Following Danny’s lead I shared that Bryan and I had a book dedicated to recording children’s powers. Danny was enthused to add to the book of powers. With the help from his parents, much of the session was dedicated to exploring in rich detail ‘Danny’s powers’ which included ‘power of reading’; ‘power of time travel’, ‘power helping’, ‘caring for others power’ and ‘speed powers’. In an effort to make these powers more known and utilised, we co-authored a letter to school about the discovery of Danny’s powers, including powers he wanted to grow.

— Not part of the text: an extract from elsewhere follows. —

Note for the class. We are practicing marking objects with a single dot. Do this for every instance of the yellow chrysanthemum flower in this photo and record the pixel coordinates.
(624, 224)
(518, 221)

Danny credited his parents with having powers too and what effect these powers had on his life. A sense of pride seemed to fill the space between family members, perhaps for the first time in a long while. Now far more comfortable and confident in conversation, Danny asked me with curiosity ‘what powers do you have?’ – ‘The power to help families shrink problems’, I replied.
Two months on and my work with Danny and his parents continues. My interventions have become multifaceted – supporting the family to learn new ‘powers’ in communicating with each other, increasing understanding, connection and empathy, integrating past traumas more fully, discovering the motives and logic behind Danny’s inappropriate sexualised behaviour, supporting the parents capacity to respond more effectively and working closely with school. All the while, Bryan, my bear consultant, has continued to listen. Indeed in a recent session Danny began to disclose his own experiences of sexual abuse and years of secret keeping.
The path to shrinking problems with the family has not been straightforward however over time Danny’s behaviours have improved, with a reduction in aggression and no incidences of inappropriate sexualised behaviour. Danny has learnt that when he has the ‘problem touch’ feelings to seek out a trusted adult. Danny is spending far less time ‘outside’ the principle’s office, he has earned the trust from others to mix with his peers in the playground and had his first ever sleep-over. Both parents are now more confident, more united, more attuned and more able to go on.